In the Beginning, there was Bare Metal. I ran a stable of obsolete desktop PCs in a garage lab, each running an operating system I was working on. That meant running enterprise applications on marginal hardware and inflated utility bills paying to power several inefficient desktop PCs.

Then came desktop virtualization, or what they refer to as a “type 2” hypervisor. With VMWare and VirtualBox, I could run one virtual Linux environment on my Windows desktop, but would need to shut it down when I wasn’t using it. Once desktop virtualization worked, the garage lab went into e-waste.

I needed was a “type 1” hypervisor that runs virtual machines directly on dedicated hardware to support multiple machines running 24/7. At work, I run VMWare’s vSphere platform, a robust environment that provides virtualization, high availability, hybrid cloud/on-premise computing, desktop virtualization and more. It’s a little more than what I’d need to set up a home lab environment and vSphere is picky about what hardware it’ll run on.

I discovered Proxmox – a hypervisor similar to vSphere. Proxmox is open source, and supports any hardware that will run Debian linux and Qemu.

Proxmox does everything I’d need, including network bridges, clustering, support for network storage using NFS, CIFS and Ceph, built-in storage and backup tools.
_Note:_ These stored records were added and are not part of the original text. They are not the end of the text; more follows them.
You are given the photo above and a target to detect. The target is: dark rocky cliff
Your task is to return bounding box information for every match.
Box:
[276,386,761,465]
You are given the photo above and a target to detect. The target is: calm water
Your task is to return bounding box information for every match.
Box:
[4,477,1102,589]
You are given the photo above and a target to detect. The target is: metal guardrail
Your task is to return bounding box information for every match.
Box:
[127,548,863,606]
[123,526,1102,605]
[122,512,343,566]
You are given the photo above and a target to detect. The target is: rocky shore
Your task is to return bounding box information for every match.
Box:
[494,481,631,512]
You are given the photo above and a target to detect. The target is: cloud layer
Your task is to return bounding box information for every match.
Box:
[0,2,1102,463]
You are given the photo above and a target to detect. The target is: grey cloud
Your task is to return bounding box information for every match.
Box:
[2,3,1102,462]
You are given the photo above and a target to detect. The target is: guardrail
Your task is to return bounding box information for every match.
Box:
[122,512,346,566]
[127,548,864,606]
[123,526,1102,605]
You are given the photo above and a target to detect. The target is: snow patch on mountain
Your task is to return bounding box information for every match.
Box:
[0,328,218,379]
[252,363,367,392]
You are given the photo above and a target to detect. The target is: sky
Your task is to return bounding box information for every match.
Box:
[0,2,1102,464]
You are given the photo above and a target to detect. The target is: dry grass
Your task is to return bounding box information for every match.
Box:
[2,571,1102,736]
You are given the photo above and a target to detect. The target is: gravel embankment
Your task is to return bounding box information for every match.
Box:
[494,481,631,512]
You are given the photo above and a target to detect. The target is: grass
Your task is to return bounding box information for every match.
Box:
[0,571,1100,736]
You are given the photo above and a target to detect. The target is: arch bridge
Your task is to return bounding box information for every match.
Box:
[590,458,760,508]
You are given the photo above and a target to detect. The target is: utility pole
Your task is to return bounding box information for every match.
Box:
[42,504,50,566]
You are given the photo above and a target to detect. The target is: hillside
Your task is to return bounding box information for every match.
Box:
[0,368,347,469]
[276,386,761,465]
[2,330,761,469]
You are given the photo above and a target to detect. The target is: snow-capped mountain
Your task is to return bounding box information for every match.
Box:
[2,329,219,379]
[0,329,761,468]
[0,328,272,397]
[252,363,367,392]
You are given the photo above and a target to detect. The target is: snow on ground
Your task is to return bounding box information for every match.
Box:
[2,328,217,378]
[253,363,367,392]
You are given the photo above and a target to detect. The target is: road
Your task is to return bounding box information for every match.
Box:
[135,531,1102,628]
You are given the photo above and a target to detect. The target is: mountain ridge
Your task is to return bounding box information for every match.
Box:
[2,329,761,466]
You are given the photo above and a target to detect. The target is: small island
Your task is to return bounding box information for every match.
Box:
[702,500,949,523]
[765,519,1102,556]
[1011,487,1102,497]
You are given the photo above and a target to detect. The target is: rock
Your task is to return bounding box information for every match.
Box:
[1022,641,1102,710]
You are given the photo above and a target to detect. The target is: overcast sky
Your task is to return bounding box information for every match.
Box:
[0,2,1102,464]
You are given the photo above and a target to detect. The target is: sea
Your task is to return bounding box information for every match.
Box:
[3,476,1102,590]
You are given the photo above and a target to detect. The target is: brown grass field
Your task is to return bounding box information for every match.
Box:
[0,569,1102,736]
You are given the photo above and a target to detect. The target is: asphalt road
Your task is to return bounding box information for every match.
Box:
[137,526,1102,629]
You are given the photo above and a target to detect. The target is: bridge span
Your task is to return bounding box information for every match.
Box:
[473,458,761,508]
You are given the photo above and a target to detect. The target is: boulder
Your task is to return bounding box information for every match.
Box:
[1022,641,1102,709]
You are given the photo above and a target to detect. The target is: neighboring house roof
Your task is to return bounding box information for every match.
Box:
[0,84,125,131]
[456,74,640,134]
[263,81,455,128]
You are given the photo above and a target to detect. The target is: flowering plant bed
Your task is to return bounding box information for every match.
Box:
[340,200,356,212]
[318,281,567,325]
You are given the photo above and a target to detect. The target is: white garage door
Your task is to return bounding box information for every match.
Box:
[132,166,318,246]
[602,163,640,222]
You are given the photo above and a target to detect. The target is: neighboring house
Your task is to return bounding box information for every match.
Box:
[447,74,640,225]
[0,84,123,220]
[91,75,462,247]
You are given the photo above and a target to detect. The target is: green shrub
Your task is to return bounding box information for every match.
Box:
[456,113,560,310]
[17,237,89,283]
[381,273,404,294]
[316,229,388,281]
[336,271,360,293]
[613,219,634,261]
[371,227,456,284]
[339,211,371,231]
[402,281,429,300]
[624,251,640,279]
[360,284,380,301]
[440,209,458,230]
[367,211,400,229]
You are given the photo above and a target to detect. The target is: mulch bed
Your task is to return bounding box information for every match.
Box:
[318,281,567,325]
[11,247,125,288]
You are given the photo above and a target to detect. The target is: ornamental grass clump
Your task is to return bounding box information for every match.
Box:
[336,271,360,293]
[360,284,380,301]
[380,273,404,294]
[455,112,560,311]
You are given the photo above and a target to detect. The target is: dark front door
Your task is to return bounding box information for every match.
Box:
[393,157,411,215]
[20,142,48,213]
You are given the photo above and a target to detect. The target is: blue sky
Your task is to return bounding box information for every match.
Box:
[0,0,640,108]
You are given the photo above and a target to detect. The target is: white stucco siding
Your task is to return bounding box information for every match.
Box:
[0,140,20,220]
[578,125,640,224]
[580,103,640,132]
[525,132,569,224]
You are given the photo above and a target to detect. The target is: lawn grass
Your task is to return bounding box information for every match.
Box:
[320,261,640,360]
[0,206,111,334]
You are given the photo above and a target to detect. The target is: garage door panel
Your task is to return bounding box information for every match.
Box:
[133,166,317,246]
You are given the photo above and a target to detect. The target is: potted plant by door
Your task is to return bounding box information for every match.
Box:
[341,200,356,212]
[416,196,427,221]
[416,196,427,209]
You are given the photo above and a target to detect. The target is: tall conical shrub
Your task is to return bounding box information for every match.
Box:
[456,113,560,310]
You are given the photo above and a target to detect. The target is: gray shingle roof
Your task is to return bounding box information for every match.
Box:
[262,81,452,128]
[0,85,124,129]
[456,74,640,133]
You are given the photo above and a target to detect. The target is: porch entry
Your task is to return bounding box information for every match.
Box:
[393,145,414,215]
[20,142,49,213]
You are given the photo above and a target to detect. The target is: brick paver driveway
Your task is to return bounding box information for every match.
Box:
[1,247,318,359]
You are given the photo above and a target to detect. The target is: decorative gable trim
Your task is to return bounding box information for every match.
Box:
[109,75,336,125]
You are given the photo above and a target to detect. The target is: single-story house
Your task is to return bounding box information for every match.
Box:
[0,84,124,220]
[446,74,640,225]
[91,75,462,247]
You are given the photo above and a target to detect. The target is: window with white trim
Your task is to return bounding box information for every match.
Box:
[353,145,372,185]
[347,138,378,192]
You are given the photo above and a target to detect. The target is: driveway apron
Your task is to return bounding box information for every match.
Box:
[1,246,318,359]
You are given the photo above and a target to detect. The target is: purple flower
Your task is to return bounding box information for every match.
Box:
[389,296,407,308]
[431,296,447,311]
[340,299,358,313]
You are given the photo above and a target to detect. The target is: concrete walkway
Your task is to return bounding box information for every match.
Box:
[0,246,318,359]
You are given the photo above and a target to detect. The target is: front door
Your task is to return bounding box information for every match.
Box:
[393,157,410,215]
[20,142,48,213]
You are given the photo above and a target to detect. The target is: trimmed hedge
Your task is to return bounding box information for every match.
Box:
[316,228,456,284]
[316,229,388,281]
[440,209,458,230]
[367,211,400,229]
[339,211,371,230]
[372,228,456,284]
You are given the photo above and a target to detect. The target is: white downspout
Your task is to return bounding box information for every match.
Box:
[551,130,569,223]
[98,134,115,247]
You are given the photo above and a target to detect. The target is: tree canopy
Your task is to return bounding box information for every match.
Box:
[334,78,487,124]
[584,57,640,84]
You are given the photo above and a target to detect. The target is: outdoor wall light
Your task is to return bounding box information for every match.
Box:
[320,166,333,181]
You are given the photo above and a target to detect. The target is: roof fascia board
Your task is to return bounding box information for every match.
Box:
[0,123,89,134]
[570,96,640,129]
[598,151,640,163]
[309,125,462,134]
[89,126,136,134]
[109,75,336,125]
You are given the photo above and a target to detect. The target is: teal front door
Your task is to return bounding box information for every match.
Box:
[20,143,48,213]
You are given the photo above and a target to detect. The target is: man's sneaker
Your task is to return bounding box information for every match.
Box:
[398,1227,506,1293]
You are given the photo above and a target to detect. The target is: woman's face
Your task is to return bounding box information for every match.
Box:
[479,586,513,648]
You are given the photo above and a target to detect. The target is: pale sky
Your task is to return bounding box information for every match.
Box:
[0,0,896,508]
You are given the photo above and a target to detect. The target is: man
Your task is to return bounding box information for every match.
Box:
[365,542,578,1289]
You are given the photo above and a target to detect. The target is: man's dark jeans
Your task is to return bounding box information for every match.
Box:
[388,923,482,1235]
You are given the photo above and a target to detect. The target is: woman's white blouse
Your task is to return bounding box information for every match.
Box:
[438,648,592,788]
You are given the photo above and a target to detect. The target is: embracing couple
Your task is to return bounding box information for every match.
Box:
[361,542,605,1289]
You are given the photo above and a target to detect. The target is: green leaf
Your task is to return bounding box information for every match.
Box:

Since the back-end is Debian Linux, I can use tools like Rclone to mirror my VMs to the cloud.

While I could virtualize entire systems with Proxmox, I was more interested in containers. Proxmox supports LXC (Linux Containers), but I was more interested in Docker containers. Proxmox doesn’t support Docker directly, but can run a guest OS that *does*. With a VM running Ubuntu Server 20.04, I had my docker host.

Within my Docker host, I’m running Nginx Proxy Manager to allow me to expose my home lab systems safely to the outside world using SSL encryption. I’m running Pi-Hole as a DNS/DHCP server and blocking ads from all of my PCs, phones and internet-enabled devices. Grafana is monitoring my internet speed, and I have a menu system managing it all – running in its own Docker container.

This solution gives me access to the container ecosystem, lets me spin up and take down containers quickly for testing, and allows me to run home services efficiently while saving a ton on my power bill.